What Can Our Bodies Do for Each Other?
Drugs, Death, Divorce, Sex, Abortion, Procrastination, and My Body.
I am writing this love letter to you, because the thing that I am supposed to be writing is scraping like sandpaper against my soul. It is haunting my home (and the long, creaky, cobwebbed hallways of) my brain like a ghost. But the presence of another ghost has made a home in my body, and my heart has jumped off a long, tall dock into a freezing, swirling ocean of all the ways—real and imagined— in which we could have used our bodies to see him, know him, love him, keep his body here and safe and upright and caring for other bodies in the ways only he knew how to do.

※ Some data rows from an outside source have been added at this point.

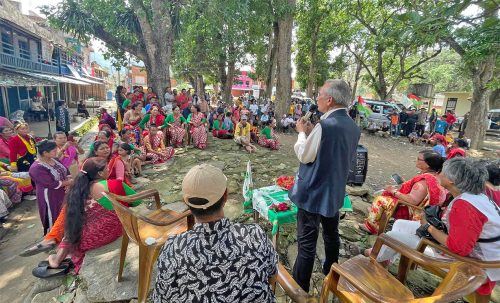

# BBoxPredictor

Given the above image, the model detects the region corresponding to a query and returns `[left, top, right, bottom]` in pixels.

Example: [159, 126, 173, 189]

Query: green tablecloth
[244, 185, 352, 235]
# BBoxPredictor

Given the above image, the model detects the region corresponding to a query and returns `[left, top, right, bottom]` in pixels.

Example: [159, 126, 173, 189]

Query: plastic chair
[103, 189, 194, 303]
[277, 234, 486, 303]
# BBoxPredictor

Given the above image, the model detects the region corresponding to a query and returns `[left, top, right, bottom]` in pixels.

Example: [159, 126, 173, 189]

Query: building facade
[0, 0, 105, 116]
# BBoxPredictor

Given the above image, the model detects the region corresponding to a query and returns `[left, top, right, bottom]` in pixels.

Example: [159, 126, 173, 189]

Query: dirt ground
[0, 129, 496, 303]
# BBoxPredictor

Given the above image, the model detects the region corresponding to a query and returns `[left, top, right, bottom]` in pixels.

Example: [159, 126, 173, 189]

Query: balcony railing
[0, 53, 59, 74]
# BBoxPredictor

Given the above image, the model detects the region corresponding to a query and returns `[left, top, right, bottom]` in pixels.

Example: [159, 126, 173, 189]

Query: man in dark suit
[288, 80, 360, 291]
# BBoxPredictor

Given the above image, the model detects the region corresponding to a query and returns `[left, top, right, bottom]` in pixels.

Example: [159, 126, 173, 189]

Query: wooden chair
[277, 234, 486, 303]
[104, 189, 194, 303]
[410, 239, 500, 302]
[377, 195, 429, 235]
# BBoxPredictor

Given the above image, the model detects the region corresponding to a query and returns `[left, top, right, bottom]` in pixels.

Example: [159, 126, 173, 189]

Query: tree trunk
[306, 22, 321, 98]
[351, 60, 363, 100]
[263, 22, 279, 98]
[222, 59, 236, 104]
[490, 89, 500, 109]
[275, 0, 296, 118]
[465, 54, 496, 149]
[137, 0, 174, 94]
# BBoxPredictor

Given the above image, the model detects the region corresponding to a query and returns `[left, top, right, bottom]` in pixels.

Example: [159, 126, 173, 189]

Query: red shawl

It’s a golden October morning.My friends are sending me memes from accounts called @jurtle_boi and @ptsd.eezenuts. My dog is curled and snoozing beside me, my iced coffee is iced-coffee-ing through my veins, my body is safe and warm and has been touched and loved and sung to by some of its favorite other bodies in all the ways it likes.
Yesterday was my dead ex-husband’s birthday. He would have turned 36. I woke up both looking and not looking for signs of him, for some tangible proof that he had a body. That his body once existed on this planet (and proof that my body existed only in relation to his for nearly a decade, beginning the year I turned 18). It doesn’t anymore, though, my body. His body isn’t here on earth with the rest of the bodies it played music with, argued with, was fed by, kissed, hurt, ignored, created, gave bottles of milk to. It never grew old. It doesn’t touch his mother’s body or his two childrens’ bodies or anyone else’s bodies, anymore.
I have a flight today for work, his sister—once and forever my sister, too, somehow, I don’t know why our love for each other works this way but it still does, though no court nor DNA test would allow it—texted me.
I told our mom I’d say happy birthday in the sky since I’ll be closer.
I thought about Ocean Vuong writing, The most beautiful part of your body is where it’s headed. I thought about my sister’s body, hurtling through the clouds toward its next purpose. Mine wasn’t in the sky, though, yesterday. My body was here on earth, feeling heavier than ever.
I thought about what our bodies can give each other, while they’re still on earth together—a very very short time, in the end. I thought about the ways in which our bodies can care for one another, no matter if and how they feel like touching or being around each other that much. No matter the pain inflicted on one by the other. No matter the collisions, the bruises, the mismatched paces, the forgotten choreography, the distance we put between them.